— Полноте, Сэм, — сказал гигант. — Не надо, Сэм…
Но Сэм, видно любил потрепаться и продолжал, не обращая внимания, на своем медленно-напевном кэтскильском наречии, развлечение и печаль на его лице сменялись как тучи, играющие на солнце.
— Если бы были только он, я и ты, Джексон, мы могли бы разобраться, но чертовски-дурацкая штука состоит в том, что нам надо учитывать еще один рот — человека, который ушиб колено, но все же будет страдать, если не поест хорошо. Ты думаешь, что эту тонкозадую птичку действительно можно разделить на четыре части?
— Ну, конечно, — сказал я, две большие ноги и две половинки груди, и каждый встанет из-за проклятого стола чуточку голодным, что хорошо для вас, как сказал этот человек, — где этот четвертый?

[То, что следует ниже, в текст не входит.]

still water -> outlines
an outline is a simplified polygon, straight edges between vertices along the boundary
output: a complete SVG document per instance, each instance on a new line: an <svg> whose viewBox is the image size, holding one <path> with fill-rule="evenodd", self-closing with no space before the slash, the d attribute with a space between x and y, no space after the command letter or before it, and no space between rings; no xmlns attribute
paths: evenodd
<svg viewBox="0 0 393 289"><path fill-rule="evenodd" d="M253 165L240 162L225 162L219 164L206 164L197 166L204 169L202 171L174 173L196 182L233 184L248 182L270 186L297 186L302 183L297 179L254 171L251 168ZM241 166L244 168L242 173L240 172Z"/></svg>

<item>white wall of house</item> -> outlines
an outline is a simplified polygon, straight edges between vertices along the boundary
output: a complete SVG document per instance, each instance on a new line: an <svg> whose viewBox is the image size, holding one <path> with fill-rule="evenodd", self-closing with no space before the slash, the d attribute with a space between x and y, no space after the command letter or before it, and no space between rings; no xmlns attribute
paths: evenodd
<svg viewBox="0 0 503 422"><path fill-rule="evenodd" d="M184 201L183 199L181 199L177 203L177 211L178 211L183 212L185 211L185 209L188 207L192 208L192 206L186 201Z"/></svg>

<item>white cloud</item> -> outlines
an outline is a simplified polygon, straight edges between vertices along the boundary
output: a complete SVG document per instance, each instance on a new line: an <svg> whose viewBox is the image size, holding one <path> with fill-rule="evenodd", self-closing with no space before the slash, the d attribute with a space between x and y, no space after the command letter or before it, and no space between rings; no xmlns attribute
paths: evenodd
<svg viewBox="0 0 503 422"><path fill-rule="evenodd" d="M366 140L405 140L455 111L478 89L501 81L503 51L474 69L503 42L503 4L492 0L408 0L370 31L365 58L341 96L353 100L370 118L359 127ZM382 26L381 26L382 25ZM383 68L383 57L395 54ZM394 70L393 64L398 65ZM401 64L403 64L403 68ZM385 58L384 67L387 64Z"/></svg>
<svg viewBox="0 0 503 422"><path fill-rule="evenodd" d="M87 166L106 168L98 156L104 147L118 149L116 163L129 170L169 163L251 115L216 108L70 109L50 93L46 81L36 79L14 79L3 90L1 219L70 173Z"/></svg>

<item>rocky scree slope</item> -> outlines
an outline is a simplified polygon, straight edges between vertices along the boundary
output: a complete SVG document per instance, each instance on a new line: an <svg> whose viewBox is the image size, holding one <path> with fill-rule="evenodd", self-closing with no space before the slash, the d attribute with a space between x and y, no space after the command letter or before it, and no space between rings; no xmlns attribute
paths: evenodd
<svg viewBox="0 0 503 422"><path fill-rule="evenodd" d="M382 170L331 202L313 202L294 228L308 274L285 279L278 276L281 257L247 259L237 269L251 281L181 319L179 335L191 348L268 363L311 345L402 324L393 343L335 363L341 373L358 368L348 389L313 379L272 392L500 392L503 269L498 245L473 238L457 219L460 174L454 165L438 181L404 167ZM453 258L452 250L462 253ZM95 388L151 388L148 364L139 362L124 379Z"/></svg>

— Бедняга сидит там, в кустарнике.
— Видишь, как я и говорил тебе, Сэм? У парня открытая натура, полная божественной добродетели и прочего. Как тебя звать, Рыжий?
— Дэйви.
— Дэйви и что дальше?
— Просто Дэйви. Из приюта. Закрепощен в девять лет.
— Сейчас у нас нет желания беспокоить тебя, но, ты, вероятно, не направляешься обратно туда, откуда пришел?
Сэм вмешался:
— Это его дело, Джексон.
— Я знаю, — ответил луноликий. — Я совсем не настаиваю, чтобы парень отвечал, это беспристрастный вопрос.
— Я не против, — сказал я. — Да, я убежал.
— Я вовсе не обвиняю тебя, — сказал луноликий. — Я заметил эту серую обертку для яиц, которая висит прямо перед нашим носом, и я слыхал о том, как подло обращаются с крепостными в Мохе, это национальный позор. Выше голову, парень, и веруй в бога. Это путь в жизни, понимаешь? Только не падай духом, имей чувство сострадания и веруй в бога.
— Пусть он не пытается надуть тебя, Джексон, не поверишь же ты, что с крепостными слугами не обращаются так же, как с дерьмом и в Кэтскиле?
— Сэм, Сэм Лумис, я как-то постараюсь убедить тебя покончить с этими ругательствами и богохульством. Это не подходящий тон разговора с молодым парнем. — Сэм только глянул на меня; я чувствовал, что в душе он хохотал и никто никогда не узнает об этом, кроме него и меня. Гигант любезно продолжал: — Послушай, парень Дэйви, ты не должен думать, что я утверждаю, что я больше не грешник, это было бы ужасным тщеславием, хотя я, в самом деле, заявляю, что я очистился от многой дряни, словно прошел сквозь очистительное пламя и прочее, но, как бы то ни было, — меня зовут Джедро Сивер, называй меня Джед, если хочешь, я надеюсь, мы здесь все демократичны и, хотя я грешник, я боюсь бога и следую его святым заветам, и именно сейчас вот, я тебе говорю, крепостной слуга ты или нет, будь таким же человеком в глазах бога, как и я, хорошо?